Hamlet in Worcestershire, England

Drakelow is a hamlet in Worcestershire, England. It is one of the ancient townships of the manor of Wolverley, whose extent was similar to that of the modern civil parish of Wolverley & Cookley. It is located approximately 1 mi northwest of Wolverley and the same distance southwest of Blakeshall.

==Geography and history ==
During the Iron Age, Drakelow was the location of a small multivallate hillfort which stood on a promontory known as Drakelow Hill. The name 'Drakelow', meaning 'Dragon's Mound', is of Anglo-Saxon origin, the locality having been well settled by that time. The name appeared in a document in 1240 as 'Brakelowe', but the present spelling was used in a Will in 1582.

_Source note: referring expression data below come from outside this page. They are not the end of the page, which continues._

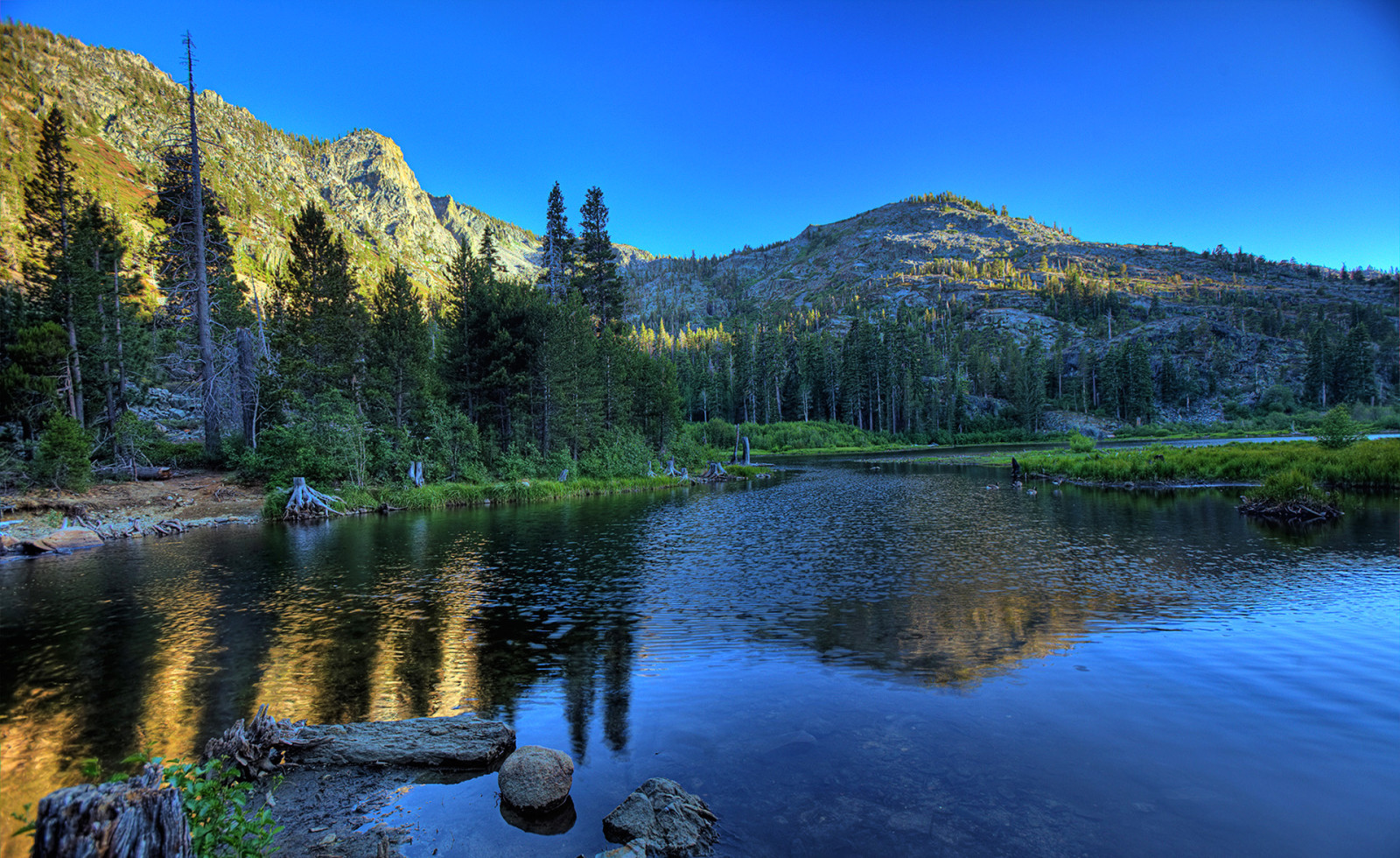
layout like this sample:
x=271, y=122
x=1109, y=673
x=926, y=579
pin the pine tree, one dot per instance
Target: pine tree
x=571, y=375
x=557, y=247
x=459, y=358
x=398, y=347
x=1031, y=386
x=1318, y=376
x=49, y=207
x=319, y=320
x=489, y=256
x=598, y=275
x=1354, y=369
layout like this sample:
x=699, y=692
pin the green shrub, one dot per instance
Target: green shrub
x=63, y=454
x=216, y=801
x=1078, y=443
x=1337, y=429
x=618, y=454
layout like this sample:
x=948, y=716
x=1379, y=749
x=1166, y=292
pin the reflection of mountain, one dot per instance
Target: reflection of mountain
x=914, y=573
x=921, y=575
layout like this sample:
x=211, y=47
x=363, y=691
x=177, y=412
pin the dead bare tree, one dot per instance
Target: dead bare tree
x=193, y=250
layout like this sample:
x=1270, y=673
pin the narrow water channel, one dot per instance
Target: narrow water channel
x=839, y=661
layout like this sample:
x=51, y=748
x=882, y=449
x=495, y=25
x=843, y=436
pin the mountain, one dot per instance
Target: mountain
x=1241, y=320
x=1238, y=326
x=928, y=250
x=122, y=109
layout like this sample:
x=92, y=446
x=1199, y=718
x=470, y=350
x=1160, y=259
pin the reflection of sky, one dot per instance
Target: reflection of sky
x=622, y=627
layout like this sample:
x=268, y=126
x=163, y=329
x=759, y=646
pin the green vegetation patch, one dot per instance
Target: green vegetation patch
x=1364, y=464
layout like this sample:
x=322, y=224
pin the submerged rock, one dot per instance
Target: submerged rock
x=552, y=822
x=536, y=780
x=459, y=742
x=671, y=820
x=63, y=538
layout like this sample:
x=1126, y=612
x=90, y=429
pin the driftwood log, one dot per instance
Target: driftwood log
x=1290, y=512
x=128, y=819
x=714, y=473
x=307, y=503
x=133, y=473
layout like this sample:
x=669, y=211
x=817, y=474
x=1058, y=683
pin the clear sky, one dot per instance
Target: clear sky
x=1271, y=126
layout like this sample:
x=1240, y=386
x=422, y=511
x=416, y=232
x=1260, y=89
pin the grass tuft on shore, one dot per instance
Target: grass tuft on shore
x=441, y=496
x=1365, y=464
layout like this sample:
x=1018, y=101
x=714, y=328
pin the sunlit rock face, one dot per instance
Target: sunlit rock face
x=122, y=109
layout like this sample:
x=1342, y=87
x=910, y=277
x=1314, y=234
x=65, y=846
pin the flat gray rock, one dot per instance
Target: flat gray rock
x=665, y=818
x=422, y=742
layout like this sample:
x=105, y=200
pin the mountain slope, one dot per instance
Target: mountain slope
x=122, y=109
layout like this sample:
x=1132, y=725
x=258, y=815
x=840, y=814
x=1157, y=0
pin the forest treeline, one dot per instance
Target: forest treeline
x=342, y=375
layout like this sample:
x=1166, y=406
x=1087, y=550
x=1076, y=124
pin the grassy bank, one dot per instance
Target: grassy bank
x=1365, y=464
x=441, y=496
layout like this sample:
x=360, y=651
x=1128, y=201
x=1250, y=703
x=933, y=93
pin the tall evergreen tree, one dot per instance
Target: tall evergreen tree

In the nineteenth century William Hancocks, owner of the Blakeshall Estate, built a 'Swiss' style village on the sandstone hills above Drakelow. During the Second World War the Drakelow Tunnels shadow factory was built on the old village site, and subsequently developed during the Cold War to be a fall-back government centre. The main entrance to the Tunnels during wartime was on the land behind Baxter Cottage, seen in the photograph.

The sandstone hills at Drakelow had a number of rock houses similar to those on nearby Kinver Edge. The remains of some of these rock houses may be seen from the path leading east from Baxter Cottage. The Baxter Monument, a stone obelisk, is also located on a sandstone hill north of Drakelow.